Value Investing refers to a philosophy or practice of buying stocks that are fundamentally sound, with a stock price below its obvious value. There are various indicators that Value Investors use to determine that a company is both sound and the stock price is undervalued. The value investor is perhaps more concerned with the business and its fundamentals than other influences on the stock’s price unlike any other style of investor out there.

Fundamentals, such as dividends, earnings growth, cash flow, and book value are more critical than market forces on the stock’s price. Generally buy and hold investors are value investors. They will hold a stock for long term periods and are not concerned with short term swings in the stock price.

When the Value Investor determines that the fundamentals are sound, but the stock is trading at a price below its obvious value, he or she knows that this is a potential investment candidate. The assumption is that the market has incorrectly undervalued the stock. When the market corrects that mistake, then it means that the stock’s price should increase towards the obvious value point.

How do Value Investors find a potential investment?

In the bottom 10 percentile for its sector is price to earnings ratio less than 1 is debt to equity ratio less than 1 is price to book value PEG value of less than 1 Did you know that stock value is trading at 60-70% of its intrinsic value?

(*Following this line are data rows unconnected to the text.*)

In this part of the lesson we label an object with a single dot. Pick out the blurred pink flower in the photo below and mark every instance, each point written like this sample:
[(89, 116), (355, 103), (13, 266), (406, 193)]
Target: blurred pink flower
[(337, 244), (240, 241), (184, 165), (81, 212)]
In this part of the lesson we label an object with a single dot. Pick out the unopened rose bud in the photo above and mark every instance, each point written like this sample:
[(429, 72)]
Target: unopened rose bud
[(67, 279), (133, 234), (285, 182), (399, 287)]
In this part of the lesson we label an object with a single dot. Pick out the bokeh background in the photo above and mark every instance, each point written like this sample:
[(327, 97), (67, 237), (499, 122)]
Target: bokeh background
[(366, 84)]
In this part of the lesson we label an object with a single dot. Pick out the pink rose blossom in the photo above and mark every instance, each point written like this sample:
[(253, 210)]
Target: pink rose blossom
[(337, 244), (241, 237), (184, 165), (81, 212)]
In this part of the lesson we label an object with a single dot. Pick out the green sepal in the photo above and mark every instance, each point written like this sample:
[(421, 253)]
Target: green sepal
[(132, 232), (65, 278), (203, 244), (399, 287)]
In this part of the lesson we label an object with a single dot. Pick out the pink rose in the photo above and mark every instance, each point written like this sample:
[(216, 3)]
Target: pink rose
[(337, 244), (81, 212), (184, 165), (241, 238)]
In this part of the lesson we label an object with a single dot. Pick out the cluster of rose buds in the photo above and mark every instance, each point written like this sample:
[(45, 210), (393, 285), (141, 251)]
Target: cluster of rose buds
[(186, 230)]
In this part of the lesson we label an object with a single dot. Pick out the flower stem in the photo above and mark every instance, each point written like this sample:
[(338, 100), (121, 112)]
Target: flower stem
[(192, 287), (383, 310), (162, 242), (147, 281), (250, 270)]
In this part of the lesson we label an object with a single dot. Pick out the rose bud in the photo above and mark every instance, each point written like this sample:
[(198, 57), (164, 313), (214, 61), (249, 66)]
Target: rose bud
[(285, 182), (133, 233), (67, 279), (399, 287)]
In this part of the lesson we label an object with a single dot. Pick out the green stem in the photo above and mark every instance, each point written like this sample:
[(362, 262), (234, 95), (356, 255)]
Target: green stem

The P/E or price to earnings ratio can be calculated by dividing the current price of the stock by the annual earnings per share. Having a higher P/E would mean that the more earnings growth investors will expect and the higher premium they are willing to pay for that anticipated growth.

To calculate debt to equity, you need to divide the total liabilities by the shareholders equity.

Price to Book Value is calculated by taking the current price per share and dividing by the book value per share.

The PEG is calculated by taking the P/E and dividing it by the projected growth in earnings.

A complicated process is the intrinsic value of a stock and it is also considered an inexact science by most investors. Generally, the intrinsic value of a company or an asset is determined based on an underlying perception of the value. Brand Name, Goodwill, and barriers to entry in a market are some of the factors that will determine the intrinsic value of a stock. The MorningStar.com is what you may be interested in for helping you determine a stocks intrinsic value. What they do is calculate a number called ‘fair value’ and this is similar to intrinsic value.

Many investors have increased their wealth substantially using a value-based approach to investing. This overview of Value Investing suggests a philosophy that works well over time if you buy carefully and use patience to hold for the long term.